We say Sorry because we feel bad that someone is upset. We Excuse me if we think we are about to upset someone. In US English excuse me is also used to say sorry. However, the tone is important here. 'Well, excuse me!' said indignantly, means that the speaker feels he has been unfairly treated. We use please as an emphasizer for excuse me
For example:
"Excuse me, do you have the time"
"Excuse me please, I need to get off"
"Would you move your car" - "Well, excuse me, I only stopped for a second."
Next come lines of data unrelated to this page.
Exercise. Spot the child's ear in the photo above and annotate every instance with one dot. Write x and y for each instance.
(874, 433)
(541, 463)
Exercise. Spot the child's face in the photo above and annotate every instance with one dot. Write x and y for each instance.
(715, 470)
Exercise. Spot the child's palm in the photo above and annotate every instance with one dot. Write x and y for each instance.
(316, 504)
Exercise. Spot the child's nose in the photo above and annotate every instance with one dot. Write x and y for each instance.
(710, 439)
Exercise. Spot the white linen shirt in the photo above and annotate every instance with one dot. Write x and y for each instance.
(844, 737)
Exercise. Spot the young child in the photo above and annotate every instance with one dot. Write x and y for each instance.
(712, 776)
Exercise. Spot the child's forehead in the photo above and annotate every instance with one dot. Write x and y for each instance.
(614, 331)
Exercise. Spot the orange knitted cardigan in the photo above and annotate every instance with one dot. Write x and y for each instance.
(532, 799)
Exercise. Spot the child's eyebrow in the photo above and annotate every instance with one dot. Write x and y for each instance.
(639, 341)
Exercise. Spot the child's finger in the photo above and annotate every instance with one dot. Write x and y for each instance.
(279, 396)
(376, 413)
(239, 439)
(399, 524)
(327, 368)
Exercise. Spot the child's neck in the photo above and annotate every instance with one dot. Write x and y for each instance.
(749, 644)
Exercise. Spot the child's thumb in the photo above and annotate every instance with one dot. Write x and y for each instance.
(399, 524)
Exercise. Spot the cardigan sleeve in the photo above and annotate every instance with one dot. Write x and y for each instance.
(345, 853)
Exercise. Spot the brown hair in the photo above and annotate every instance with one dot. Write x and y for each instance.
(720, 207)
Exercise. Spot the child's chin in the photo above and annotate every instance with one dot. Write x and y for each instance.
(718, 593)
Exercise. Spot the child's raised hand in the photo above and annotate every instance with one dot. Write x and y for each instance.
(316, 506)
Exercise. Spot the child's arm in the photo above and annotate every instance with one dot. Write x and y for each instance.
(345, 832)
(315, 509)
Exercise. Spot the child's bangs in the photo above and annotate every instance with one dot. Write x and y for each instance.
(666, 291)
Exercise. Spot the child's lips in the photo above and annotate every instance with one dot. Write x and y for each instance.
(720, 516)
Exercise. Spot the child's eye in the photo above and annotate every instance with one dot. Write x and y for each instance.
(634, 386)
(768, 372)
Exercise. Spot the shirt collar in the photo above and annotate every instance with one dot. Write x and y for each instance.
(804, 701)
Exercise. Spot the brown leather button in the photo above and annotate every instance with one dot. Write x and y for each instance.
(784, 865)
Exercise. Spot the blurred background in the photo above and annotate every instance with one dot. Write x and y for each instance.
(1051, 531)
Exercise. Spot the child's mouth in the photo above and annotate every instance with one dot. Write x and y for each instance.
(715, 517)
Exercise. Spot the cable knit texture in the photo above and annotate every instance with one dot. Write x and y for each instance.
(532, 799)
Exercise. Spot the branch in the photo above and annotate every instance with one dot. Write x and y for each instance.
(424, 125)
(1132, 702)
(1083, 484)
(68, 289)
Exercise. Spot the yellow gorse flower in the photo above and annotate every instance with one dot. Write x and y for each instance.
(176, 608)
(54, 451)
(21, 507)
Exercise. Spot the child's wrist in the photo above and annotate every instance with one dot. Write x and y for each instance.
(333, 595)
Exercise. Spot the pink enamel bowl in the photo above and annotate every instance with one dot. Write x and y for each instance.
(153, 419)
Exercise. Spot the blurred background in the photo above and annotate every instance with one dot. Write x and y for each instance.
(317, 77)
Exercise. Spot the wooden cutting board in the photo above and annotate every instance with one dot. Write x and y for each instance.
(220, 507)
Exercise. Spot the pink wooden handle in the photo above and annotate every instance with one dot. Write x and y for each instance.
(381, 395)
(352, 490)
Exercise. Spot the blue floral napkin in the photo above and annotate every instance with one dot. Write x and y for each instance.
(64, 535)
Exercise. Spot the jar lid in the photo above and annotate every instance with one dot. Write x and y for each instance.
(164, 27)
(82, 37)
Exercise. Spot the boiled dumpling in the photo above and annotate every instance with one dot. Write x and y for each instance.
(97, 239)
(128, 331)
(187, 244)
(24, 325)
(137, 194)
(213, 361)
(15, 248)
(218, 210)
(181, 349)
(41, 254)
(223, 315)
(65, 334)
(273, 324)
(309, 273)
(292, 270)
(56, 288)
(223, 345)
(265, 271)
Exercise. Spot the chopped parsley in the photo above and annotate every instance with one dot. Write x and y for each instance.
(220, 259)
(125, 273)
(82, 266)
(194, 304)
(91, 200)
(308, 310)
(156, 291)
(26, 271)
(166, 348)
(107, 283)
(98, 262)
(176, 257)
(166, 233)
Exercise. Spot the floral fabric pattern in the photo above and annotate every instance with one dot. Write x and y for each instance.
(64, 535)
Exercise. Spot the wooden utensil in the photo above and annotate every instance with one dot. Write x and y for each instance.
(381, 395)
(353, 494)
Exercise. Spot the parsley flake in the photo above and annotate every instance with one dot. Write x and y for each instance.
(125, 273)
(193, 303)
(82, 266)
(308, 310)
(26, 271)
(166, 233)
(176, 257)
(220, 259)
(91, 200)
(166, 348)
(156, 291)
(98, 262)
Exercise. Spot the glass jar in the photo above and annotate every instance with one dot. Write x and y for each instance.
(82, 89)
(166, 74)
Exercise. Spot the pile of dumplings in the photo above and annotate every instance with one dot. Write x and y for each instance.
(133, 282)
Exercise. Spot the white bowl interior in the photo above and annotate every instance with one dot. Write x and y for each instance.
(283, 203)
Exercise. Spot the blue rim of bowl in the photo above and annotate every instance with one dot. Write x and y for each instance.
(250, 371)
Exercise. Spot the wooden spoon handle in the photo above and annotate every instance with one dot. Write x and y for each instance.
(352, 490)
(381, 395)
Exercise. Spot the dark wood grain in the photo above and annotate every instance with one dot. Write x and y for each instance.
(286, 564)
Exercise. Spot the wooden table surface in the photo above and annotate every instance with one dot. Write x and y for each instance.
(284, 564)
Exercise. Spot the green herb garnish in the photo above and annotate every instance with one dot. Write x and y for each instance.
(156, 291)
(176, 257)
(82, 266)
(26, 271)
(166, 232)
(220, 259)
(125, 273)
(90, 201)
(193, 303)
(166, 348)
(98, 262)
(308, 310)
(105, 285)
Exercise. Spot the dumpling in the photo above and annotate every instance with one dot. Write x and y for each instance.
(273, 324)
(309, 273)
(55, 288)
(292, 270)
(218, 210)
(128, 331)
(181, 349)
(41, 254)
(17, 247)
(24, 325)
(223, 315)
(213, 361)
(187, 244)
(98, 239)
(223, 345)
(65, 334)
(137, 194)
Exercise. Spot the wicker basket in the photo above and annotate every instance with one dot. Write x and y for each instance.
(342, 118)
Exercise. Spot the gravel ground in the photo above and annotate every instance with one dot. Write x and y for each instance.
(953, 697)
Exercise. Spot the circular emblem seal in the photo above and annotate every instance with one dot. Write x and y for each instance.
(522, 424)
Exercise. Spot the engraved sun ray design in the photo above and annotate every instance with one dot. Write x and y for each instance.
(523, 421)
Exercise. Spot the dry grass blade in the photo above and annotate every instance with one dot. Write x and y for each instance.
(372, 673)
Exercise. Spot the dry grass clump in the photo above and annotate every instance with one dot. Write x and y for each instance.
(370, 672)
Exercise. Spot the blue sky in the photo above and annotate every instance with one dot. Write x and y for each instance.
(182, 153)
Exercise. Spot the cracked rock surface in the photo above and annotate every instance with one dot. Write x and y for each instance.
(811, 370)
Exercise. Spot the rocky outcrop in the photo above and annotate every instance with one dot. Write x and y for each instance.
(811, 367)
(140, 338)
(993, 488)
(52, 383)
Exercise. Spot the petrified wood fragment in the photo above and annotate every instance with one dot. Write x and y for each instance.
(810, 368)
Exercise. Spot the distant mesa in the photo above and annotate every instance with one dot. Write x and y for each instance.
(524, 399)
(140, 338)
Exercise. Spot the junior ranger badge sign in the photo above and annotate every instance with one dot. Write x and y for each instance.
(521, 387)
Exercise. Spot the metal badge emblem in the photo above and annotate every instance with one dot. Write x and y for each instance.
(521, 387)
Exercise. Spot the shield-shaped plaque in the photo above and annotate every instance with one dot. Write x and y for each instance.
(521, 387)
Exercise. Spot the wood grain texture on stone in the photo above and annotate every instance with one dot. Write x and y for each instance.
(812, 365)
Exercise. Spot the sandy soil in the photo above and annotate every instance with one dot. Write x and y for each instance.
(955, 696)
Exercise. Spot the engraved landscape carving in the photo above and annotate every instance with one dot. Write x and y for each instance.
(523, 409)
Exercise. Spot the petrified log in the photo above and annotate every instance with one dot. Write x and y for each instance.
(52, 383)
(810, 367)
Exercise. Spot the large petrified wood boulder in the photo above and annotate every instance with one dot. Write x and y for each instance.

Please excuse ... is used in the same formal way as our apologies for .... The informal construction is (I'm) sorry about ...
For example:
"Our apologies for the inconvenience."
"Please excuse the delay."
"I'm sorry about the mess - I'll clean it up."

Making amends

Some English people (mostly men) find it hard to say 'sorry'. Instead they may indirectly apologise, by taking responsibility for putting things right. Hwover offers to make amends can also be used with apologies.
For example:
"Well, I'll buy you another one. An even better one.."
"I'm sorry, I'll clean it up."
"It's ok. I'll fix it."

Not really apologizing.

Aggressive apologies. If an English speakers are going to be aggressive, they sometimes apologise for it. If 'sorry' is said with a rising tone, this is probably aggressive. (Apologies normally use a falling tone.) A 'non-apology' is often followed by 'but'. Sometimes 'sorry' is used to suggest that you should apologise.
For example:
"I'm sorry, but you will have to leave."
"Excuse me, you are sitting in my place."
I'm sorry, but I don't have to put up with this.
I'm sorry, but you are standing on my foot.

Apologies can also be used to say no. 'I'm afraid' is also used for this.
For example:
"I'm afraid that's impossible."
"I'm sorry, that table is reserved."

I beg your pardon (or just pardon), are polite ways of saying what do you mean?
For example:
"It's noisy in here" - "Eh? Sorry?"
"I'm diffgidi ddjja" - "Er I beg your pardon?"

However, if the stress is on the word 'beg' , or if the speaker sounds surprised, you may have offended someone. English speakers may react to an offensive statement by pretending they cannot have heard it properly.
For example:
"Not everyone is as lazy as you"
"I beg your pardon? You think I am lazy?"

You apologise for giving bad news.
For example:
"I'm afraid your team lost."
"I'm sorry, there was nothing we could do."
"Your car needs expensive repairs. I'm sorry."


Summary
If you have done something to upset someone else, you should apologise. If you don't want to admit responsibility, you can 'express regret' (formal) or say 'I'm sorry that this happened' (informal). Not everyone who apologises is sorry, and sometimes 'sorry' is used to point out to you that you are the one who should be apologising.

Receiving an apology.

There are gracious and ungracious acceptances.

Gracious acceptances might tell the apologiser not to think about the matter any more.
For example:
"Don't worry about it" "Forget about it" "Don't mention it".
Or they may suggest the matter is not serious.
"It's not important." "It doesn't matter" "It happens"
Or they may say there is no problem.
"No problem" "It's all right" "That's ok" "I don't mind"
For more serious matters
"Let's forget about it" "We'll say no more about it" "We'll consider the matter closed".

Ungracious acceptances of "sorry" . (For when you are still angry.)
"You should be." "Well, that's not good enough" "Don't do it again" "Oh, all right then." "Quite right, too". "Yes, you are (sorry)"

English people may sometimes ignore apologies. This can mean that your apology has not been accepted, but the person does not want a discussion right now
For example:
"I'm sorry I'm late." "We'll talk about it later."
"I'm sorry I lost it." "Well, let's see what can be done now."

Sometimes you can be told to "push/shove/ **** off", this is insulting, and means that your apology is not accepted.